Standing all day is just as unhealthy as sitting all day. The best action you can do is change your posture from time to time, moving from sitting to standing. If you are on your computer or phone at a desk all day, you are the ideal candidate for a China Height Adjustable Desk .

Preventing unhealthy weight gain

If you’ve ever envisioned a couch potato then you know exactly what this means. Staying seated all day, no matter how busy the mind and typing fingers are, doesn't do the body any favors with regard to calorie burning.

Sitting may burn between 60 and 102 calories per hour (these figures, of course, depend on your weight), while standing will burn roughly seven to 10 calories more.

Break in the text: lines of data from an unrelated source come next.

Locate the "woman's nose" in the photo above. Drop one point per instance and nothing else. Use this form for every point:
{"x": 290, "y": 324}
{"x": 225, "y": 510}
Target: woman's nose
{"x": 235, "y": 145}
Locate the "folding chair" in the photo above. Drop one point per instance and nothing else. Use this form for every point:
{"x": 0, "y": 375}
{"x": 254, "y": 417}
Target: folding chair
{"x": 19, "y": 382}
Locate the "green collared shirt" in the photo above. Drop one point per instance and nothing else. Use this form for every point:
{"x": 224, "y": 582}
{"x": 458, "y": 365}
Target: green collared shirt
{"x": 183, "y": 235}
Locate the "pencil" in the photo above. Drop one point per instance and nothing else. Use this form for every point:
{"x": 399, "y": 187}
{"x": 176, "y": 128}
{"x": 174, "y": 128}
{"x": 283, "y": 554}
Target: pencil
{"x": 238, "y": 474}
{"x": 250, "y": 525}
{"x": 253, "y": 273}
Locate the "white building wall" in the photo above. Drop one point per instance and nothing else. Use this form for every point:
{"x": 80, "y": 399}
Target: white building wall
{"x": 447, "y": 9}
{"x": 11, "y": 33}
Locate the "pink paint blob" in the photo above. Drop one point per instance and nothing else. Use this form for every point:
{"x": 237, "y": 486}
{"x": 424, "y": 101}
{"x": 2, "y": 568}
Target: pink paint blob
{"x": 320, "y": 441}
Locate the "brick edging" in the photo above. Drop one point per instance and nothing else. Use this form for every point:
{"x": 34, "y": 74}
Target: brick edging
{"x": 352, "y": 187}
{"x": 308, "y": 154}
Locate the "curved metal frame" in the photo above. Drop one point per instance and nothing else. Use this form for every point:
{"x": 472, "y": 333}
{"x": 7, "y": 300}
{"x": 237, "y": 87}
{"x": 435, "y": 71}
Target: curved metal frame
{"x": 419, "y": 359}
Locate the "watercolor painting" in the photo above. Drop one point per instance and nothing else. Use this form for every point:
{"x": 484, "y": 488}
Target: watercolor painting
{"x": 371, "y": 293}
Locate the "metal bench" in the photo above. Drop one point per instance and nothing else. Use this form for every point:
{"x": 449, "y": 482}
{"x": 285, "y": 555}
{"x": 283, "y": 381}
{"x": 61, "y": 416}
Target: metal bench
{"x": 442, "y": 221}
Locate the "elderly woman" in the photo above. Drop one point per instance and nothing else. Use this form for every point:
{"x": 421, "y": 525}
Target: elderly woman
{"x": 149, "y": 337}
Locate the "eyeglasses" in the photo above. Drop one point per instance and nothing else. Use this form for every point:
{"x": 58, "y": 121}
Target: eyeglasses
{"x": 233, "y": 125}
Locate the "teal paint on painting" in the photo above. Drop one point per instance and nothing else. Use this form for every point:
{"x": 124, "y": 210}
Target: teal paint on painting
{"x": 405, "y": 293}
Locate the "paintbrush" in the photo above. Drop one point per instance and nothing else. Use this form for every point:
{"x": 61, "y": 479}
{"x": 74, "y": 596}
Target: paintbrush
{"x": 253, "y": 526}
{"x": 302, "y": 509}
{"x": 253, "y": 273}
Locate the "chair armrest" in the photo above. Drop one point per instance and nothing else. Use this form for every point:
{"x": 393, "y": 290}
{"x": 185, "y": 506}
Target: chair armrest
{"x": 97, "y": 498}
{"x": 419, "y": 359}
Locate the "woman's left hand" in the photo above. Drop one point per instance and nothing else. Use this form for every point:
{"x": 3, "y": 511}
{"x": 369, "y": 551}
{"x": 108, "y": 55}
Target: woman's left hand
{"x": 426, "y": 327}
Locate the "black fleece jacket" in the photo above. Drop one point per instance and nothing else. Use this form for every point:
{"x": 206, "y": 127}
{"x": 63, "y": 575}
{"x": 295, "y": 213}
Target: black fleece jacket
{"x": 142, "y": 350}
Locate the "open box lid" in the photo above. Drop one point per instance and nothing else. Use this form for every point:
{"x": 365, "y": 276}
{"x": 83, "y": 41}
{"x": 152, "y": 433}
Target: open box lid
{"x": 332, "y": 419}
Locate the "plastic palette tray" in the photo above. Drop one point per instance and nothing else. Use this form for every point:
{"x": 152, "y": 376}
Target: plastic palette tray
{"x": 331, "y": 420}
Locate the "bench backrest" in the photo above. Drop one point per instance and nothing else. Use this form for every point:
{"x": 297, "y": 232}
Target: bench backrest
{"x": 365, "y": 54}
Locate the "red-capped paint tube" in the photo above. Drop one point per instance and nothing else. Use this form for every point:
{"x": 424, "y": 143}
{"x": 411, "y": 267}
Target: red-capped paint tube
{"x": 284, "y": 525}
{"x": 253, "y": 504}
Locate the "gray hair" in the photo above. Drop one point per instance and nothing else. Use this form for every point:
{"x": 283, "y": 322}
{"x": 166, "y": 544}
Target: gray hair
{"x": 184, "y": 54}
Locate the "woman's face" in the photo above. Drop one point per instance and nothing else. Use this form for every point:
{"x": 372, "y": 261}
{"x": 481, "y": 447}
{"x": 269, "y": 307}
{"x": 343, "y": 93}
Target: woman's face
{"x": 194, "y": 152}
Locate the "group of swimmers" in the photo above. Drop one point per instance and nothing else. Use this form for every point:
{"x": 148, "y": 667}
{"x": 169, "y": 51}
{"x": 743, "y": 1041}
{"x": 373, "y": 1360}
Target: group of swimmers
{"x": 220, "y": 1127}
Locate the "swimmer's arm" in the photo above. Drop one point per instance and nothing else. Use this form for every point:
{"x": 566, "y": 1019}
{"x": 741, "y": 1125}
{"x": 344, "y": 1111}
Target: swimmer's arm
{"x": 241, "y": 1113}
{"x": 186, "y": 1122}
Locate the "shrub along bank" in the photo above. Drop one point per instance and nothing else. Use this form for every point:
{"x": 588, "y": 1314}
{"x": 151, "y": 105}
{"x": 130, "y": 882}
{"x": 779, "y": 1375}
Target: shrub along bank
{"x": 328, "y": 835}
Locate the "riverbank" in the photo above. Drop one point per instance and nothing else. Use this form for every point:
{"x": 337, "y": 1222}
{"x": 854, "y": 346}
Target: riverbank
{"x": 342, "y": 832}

The small difference in caloric burn may not seem significant. However, the difference can add up if you consider how it accumulates over a week, month or year.

Height-adjustable desks lower the risk of developing cardiovascular disorders

This concept is nothing new since it was proposed as far back as 1953. In a study comparing bus conductors with bus drivers, it was found that the conductors had half the risk of dying from heart disease-related causes as their sedentary counterparts manning the wheels.

It was this study that sparked scientific interest in the effects of sitting on cardiovascular health.

It is now believed that prolonged sitting can increase a person’s risk of developing heart disease by as much as 147 percent. The harmful effects of a sedentary lifestyle are so destructive that not even an hour of intense exercise can completely offset them.

They likely help reduce blood sugar levels

Any increase in blood sugar after meals is generally bad for health. This is especially true if you suffer from type II diabetes.

However, in one study of office employees who worked while standing for three hours after lunch, the blood sugar increase was reduced by 43 percent compared to when they remained seated for the same amount of time.

In another study, it was shown that standing and sitting alternately every 30 minutes during an entire workday helped reduce blood sugar spikes by around 11 percent.

Remaining seated after a meal, meanwhile, is known to increase the risk of developing type II diabetes by as much as 112 percent.

Standing More May Help You Live Longer

Studies have found a strong link between increased sitting time and early death.

This is not surprising given the strong association between sedentary time, type 2 diabetes and heart disease.